Is it okay to hatch chicks in the fall if we have heat lamps to help through winter?
Three and a half months is a pretty young rooster, but if he is servicing the hens then all should be fine.

If a hen is truly broody, she will incubate a golf ball. Her hormones override her brain. Broody chickens are often used to hatch ducks and turkeys, so another hen's eggs would be no problem as long as she can cover them all.

Yes, homemade incubators CAN work. There are hundreds of threads on this site to help design one if you are so inclined. I built a homemade 200 egg cabinet incubator and it does a great job up to lockdown. I need to remodel it for better hatching, though.

You don't say where you are located, but if you are in a very cold climate and you hatch only a small number of chicks in the fall (less than two dozen) you should be able to build a heated indoor brooder to keep them warm until they feather out completely at 3-4 weeks. At that point, with a nice sheltered brooder in the barn and a heat source until they reach 8 weeks gradually providing less heat, they should be fine.
 
Last edited:

Drewnkat

Songster
11 Years
Mar 27, 2008
176
41
191
Georgia
How old are the hens? Are they laying small immature "pullet eggs" or have they reached maturity, laying full-size eggs?

The rooster's age is less of a concern than the hens. If he is successfully mounting the hens, and you are seeing fertile eggs when you open eggs from your flock, he's doing just fine. In fact, some sources I read claimed younger roosters in the first year or two of life are at prime fertility.
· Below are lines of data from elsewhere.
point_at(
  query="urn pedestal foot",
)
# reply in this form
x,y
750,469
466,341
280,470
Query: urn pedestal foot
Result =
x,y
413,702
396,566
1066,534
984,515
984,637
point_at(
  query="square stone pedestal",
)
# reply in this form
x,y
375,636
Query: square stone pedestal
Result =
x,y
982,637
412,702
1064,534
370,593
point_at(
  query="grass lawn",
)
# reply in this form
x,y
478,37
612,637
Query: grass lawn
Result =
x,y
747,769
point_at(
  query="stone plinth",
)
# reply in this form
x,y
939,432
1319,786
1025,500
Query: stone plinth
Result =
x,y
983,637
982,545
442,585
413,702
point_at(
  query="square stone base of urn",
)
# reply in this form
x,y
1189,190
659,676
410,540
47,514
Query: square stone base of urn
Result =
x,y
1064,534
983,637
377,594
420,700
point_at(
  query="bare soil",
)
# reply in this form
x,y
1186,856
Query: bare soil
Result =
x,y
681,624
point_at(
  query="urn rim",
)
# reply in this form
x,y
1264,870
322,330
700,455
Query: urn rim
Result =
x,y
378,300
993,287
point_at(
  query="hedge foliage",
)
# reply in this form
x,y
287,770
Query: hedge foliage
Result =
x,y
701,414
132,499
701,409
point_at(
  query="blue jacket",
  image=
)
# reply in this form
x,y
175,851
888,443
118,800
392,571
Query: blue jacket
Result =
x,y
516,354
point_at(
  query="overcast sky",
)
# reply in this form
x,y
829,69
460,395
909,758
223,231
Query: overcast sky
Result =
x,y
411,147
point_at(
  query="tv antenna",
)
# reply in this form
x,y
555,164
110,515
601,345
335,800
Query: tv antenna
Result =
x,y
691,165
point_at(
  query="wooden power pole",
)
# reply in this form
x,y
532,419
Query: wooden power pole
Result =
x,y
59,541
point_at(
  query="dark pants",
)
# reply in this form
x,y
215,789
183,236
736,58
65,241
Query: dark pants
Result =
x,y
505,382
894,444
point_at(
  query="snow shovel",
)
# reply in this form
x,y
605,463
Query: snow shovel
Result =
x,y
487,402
A broody hen will set on any eggs in her clutch, whether she laid them or not. I have seen broody hens move eggs -and even DUMMY eggs- from the neighboring nest box in order to sit on them. Sadly, my hens haven't gone broody, but my neighbors' chickens frequently do. They don't have a rooster, so broodiness is an exercise in futility, but try telling the hens that!

There are loads of people with home made incubators. There are loads of tutorials and build diagrams for making your own. As long as you have:
a consistent heat source capable of maintaining the temperature at 99-101 degrees
a regulator or thermostat switch of some sort to adjust the temperature
air holes to allow the chicks to be able to breathe once they hatch
a way to raise the humidity after day 18 (even if it's just a cup with water and a kitchen sponge)
a small fan to circulate air (this is actually optional, however, many incubation addicts report that a circulated air setup yields much higher success rates).

There are different schools of thought on incubating vs. broody hens.
If you have broody hens hatch out babies, they tend to have high success rates, and if a hen is a good momma, the chicks will be fine.
Some hens are good at incubating, but have no interest in raising chicks, so you have to watch closely how your hens do with all steps of raising babies!
If you incubate eggs, you can get the chicks to "imprint" on humans, and they will be used to human contact. Ones hatched under a hen may be a bit less inclined to socialize with humans.
Chicks hatched out in an incubator can also be placed under a broody hen to raise, so it's not necessarily all-or-nothing.